第三章では、RI-18株の予想ベンザスタチン生合成遺伝子クラスターの発見までの経緯を述べるとともに、生合成遺伝子の機能を予測している。ドラフトゲノムシークエンスを利用してゲノムスキャニングを行うことで、ベンザスタチン生合成遺伝子クラスターと予想される配列を見出した。クラスター中の生合成酵素遺伝子の機能予測を行うことで、ベンザスタチン生合成経路の推測を行った。

第四章では、ベンザスタチン生合成遺伝子クラスターの異種発現解析について述べている。異種発現系が確立されているStreptomyces lividansを用いて生合成遺伝子の異種発現解析を行い、第三章で着目した遺伝子クラスターが実際にベンザスタチン生合成遺伝子クラスターであることを明らかにした。また、10種類の酵素遺伝子によりベンザスタチン最終産物であるJBIR-67、7-hydroxyl benzastatin D、virantmycinが合成されることを示した。

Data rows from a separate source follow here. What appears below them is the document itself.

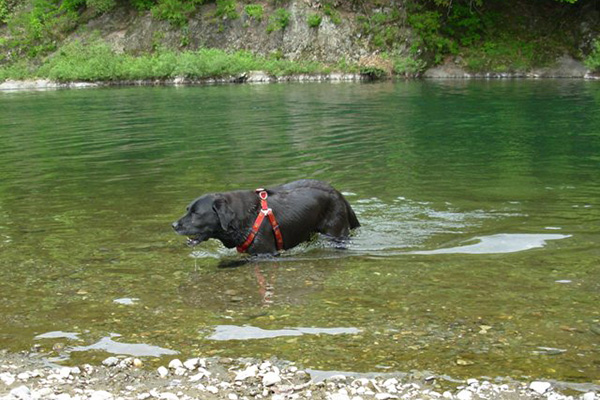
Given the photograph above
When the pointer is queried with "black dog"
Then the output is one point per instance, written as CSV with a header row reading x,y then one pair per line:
x,y
301,208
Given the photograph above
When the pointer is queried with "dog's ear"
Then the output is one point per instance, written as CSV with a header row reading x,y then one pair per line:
x,y
224,212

第五章では、ベンザスタチン生合成における各酵素遺伝子の異種発現解析について述べている。10種類の酵素遺伝子について様々な組合せで共発現させるため、新たに22種類のベンザスタチン生合成遺伝子発現プラスミドを作製した。このプラスミドを用いた異種発現株の代謝物を解析することで、実際にベンザスタチン生産に関与している酵素遺伝子を特定した。また、異種発現により生産されるベンザスタチン中間体を解析することで、ベンザスタチン生合成経路および酵素機能を明らかにした。

第六章では、ベンザスタチン環化機構を中心としたより詳細な生合成経路の解析について述べている。生合成中間体の投与実験や新たな生合成遺伝子発現株の解析を行い、より詳細な生合成経路を明らかにした。また、ベンザスタチン生合成酵素として新規なベンザスタチン環化酵素およびクロル化酵素が機能していることを示した。

第七章では、本論文で明らかになったベンザスタチン生合成経路、酵素について考察している。また、本論文で用いた研究戦略の有効性と今後の展望について考察している。

以上、本論文は放線菌Streptomyces sp. RI-18株におけるベンザスタチン生合成に関する研究成果をまとめたものであり、学術上貢献するところが少なくない。よって、審査委員一同は本論文が博士(農学)の学位論文として価値あるものと認めた。